Breeding Bird Atlas 1 Species Accounts
Number of Broods
The historic trends of Alder and Willow flycatchers in Massachusetts are somewhat obscure, owing to the fact that until 1973 the two were treated as song-types of the Traill’s Flycatcher. The Alder (fee-bee-o or burr-ree-ah song type) was historically the principal form in Massachusetts, with the Willow (fitz-bew or witch-brew song type) generally more southern and western in its distribution.
However, Stein (1958), in a classic study, brought some order to a chaotic situation, demonstrating that the Willow Flycatcher appeared to be invading traditional Alder Flycatcher range and ultimately predominating by active displacement in many areas in central New York State, especially at lower elevations. By the early 1960s, Willow Flycatchers were being widely recognized in Massachusetts, and they rapidly expanded their range eastward to the coast, displacing the Alder Flycatcher at many sites along the way and occupying new areas as well.
Although both species have similar advertising songs, a trained ear readily differentiates the songs. There is no overlap of pattern, and neither species will respond to song tapes of the other. Alder and Willow flycatchers typify congeners that are similarly colored and patterned and that rely upon sound instead of visual stimuli for species differentiation. The Alder Flycatcher’s buzzy song, fee-bee-o, with the second syllable highest and accented, is the only way this species can be positively identified in the field. It has several other vocalizations, including a rasping queeoo, delivered in the same manner as the song, and a pip call note.
Alder Flycatchers arrive in the third week of May.
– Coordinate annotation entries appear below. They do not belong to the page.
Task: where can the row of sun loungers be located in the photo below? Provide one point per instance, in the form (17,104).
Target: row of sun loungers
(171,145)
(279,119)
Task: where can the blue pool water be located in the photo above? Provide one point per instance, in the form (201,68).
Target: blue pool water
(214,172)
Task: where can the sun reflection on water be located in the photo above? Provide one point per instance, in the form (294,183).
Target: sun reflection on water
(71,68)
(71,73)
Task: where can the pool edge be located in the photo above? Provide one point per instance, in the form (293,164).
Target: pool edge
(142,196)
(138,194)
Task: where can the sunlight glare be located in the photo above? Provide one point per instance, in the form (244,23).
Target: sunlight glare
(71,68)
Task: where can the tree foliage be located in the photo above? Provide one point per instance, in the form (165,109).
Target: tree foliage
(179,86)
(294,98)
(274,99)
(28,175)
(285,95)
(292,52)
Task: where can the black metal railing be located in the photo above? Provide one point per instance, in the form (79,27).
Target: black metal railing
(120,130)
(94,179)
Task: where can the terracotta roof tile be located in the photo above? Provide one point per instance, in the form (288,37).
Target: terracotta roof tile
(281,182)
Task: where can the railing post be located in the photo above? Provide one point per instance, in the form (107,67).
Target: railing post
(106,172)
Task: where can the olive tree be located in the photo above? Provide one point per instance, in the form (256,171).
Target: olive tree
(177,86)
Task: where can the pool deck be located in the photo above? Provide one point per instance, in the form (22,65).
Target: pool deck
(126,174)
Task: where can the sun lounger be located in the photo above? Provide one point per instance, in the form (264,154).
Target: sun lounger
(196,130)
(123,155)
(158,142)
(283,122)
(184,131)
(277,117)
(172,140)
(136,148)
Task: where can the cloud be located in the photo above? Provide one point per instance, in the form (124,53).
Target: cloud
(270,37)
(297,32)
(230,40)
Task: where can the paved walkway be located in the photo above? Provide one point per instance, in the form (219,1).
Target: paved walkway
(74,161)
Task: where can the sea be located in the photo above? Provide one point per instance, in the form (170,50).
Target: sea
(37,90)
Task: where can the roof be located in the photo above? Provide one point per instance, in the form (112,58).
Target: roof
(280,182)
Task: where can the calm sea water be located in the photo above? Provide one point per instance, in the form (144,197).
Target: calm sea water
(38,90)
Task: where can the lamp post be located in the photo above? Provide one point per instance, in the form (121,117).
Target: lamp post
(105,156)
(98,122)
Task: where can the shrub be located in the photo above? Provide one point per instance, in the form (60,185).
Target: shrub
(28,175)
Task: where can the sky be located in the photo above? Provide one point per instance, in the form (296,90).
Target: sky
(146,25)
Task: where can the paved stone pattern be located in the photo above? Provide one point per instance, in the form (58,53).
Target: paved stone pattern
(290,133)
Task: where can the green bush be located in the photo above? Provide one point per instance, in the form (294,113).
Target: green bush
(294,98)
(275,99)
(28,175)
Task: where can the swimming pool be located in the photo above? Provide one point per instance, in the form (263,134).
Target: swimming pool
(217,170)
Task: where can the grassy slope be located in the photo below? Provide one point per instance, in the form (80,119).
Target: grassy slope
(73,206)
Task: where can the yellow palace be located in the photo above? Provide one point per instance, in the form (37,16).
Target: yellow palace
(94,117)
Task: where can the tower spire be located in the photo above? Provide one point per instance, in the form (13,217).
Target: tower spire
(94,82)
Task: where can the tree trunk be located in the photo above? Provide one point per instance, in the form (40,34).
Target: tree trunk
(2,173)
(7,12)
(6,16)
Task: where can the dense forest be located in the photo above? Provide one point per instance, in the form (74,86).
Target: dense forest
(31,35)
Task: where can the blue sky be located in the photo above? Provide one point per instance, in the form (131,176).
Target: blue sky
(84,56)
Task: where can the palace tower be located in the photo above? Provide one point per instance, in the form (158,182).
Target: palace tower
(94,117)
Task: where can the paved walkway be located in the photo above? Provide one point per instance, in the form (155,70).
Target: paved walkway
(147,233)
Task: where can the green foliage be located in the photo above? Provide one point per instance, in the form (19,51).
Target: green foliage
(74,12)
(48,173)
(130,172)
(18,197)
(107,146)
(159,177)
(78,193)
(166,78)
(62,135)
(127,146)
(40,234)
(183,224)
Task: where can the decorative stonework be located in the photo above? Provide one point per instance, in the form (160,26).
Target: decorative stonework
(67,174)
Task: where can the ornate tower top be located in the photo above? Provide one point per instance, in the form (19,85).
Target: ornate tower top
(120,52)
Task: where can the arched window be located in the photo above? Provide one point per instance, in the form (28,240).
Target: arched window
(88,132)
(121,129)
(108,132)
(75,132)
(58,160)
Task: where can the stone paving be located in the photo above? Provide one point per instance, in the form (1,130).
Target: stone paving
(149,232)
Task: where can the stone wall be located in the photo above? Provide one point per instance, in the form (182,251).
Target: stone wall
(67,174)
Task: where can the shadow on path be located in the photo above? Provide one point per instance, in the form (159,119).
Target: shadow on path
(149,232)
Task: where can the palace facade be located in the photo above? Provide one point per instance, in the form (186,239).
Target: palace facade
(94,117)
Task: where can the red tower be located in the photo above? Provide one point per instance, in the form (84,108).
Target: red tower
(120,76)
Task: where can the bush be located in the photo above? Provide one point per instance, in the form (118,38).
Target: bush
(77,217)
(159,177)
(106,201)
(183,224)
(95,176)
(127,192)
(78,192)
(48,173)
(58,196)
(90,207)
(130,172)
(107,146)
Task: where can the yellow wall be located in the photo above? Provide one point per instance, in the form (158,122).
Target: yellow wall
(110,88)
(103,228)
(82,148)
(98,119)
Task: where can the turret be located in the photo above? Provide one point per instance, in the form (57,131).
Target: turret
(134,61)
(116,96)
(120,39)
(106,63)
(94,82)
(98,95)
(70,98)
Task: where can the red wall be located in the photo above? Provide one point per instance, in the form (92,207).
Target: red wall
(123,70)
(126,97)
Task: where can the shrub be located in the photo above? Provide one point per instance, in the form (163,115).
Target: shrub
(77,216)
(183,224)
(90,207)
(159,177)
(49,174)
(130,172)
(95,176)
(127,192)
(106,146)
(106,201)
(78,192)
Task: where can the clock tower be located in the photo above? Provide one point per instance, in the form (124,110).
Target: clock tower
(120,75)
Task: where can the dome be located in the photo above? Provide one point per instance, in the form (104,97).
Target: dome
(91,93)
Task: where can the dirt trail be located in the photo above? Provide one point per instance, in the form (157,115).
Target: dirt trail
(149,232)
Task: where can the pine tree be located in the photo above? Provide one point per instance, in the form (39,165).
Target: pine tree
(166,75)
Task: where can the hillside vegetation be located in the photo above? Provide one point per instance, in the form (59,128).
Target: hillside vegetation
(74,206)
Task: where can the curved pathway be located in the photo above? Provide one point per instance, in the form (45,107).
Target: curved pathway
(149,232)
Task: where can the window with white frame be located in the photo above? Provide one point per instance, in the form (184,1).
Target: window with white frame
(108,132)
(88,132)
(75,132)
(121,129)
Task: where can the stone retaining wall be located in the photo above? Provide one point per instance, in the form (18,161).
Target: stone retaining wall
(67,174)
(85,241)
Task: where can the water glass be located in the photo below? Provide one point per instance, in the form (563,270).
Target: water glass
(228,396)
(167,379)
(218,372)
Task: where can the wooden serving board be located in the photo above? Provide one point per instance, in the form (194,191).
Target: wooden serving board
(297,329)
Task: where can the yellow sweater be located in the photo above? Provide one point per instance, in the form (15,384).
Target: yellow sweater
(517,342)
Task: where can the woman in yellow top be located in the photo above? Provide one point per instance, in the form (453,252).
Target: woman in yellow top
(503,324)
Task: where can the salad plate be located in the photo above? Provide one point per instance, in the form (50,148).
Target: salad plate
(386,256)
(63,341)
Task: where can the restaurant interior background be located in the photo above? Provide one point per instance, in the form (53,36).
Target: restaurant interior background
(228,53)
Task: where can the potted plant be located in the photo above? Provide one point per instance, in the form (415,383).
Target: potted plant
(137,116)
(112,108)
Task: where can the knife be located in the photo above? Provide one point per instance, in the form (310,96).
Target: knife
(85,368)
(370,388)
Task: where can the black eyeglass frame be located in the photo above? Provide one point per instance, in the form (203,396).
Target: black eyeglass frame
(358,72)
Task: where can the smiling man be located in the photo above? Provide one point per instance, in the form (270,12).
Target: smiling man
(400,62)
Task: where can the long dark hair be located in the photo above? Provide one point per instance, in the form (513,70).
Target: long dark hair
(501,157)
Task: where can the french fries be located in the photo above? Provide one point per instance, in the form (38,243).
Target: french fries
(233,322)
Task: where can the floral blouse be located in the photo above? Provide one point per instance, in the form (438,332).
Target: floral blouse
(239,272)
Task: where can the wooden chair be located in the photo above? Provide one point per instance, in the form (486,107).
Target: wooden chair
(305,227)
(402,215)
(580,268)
In addition to its distinctive song, its habitat preference and nest site and structure have been shown to be specifically distinct from that of the Willow Flycatcher. Pure stands of alder are sometimes occupied, as are brushy areas of alder intermixed variably with dogwood and Arrowwood. The thickets used are almost always near water—along the edges of streams, bogs, swamps, and Beaver flowages—and are sometimes at the edges of mature forest.
Nests are coarse and loosely built and are situated low, usually only 1 to 4 feet above the ground. Old records of nests from the former breeding grounds in eastern Massachusetts indicate that many were placed in wild rose plants and 1 in Meadowsweet, all at the typical heights (ACB). A pair in Charlton was observed building a nest at 3 feet in an alder on June 14 (Meservey). Clutches consist of three to four eggs, which are laid on consecutive days, with incubation commencing after the laying of the last one. One nest in the Berkshires contained three eggs on July 22 (Kroodsma). The incubation period is approximately 14 days. One brood is raised each year, but the birds are capable of renesting, an obvious benefit in years when the low nests are swamped by heavy June rains. The young are altricial and fledge at approximately 14 days. A nest in the Berkshires contained three young on July 22, and a second contained three nestlings on July 26 (Kroodsma). Fledglings in the Berkshires were reported on July 19 (three young) and July 24 (2 groups of young) (Kroodsma).
Little is known about post-nesting events. Although birds may be quite vocal into early July, they become silent and are almost impossible to locate after the end of the month. As a result, departure dates are poorly known but, based on banding data, are probably from late August to mid-September. The literature is confusing with regard to the winter range. According to the A.O.U. Check-list of North American Birds (American Ornithologists’ Union 1983), the species presumably winters in South America and has been definitively recorded from Peru. Individuals of the “traillii complex” have been reported from Colombia and northwestern Venezuela south, east of the Andes, to eastern Peru, Bolivia, and northern Argentina.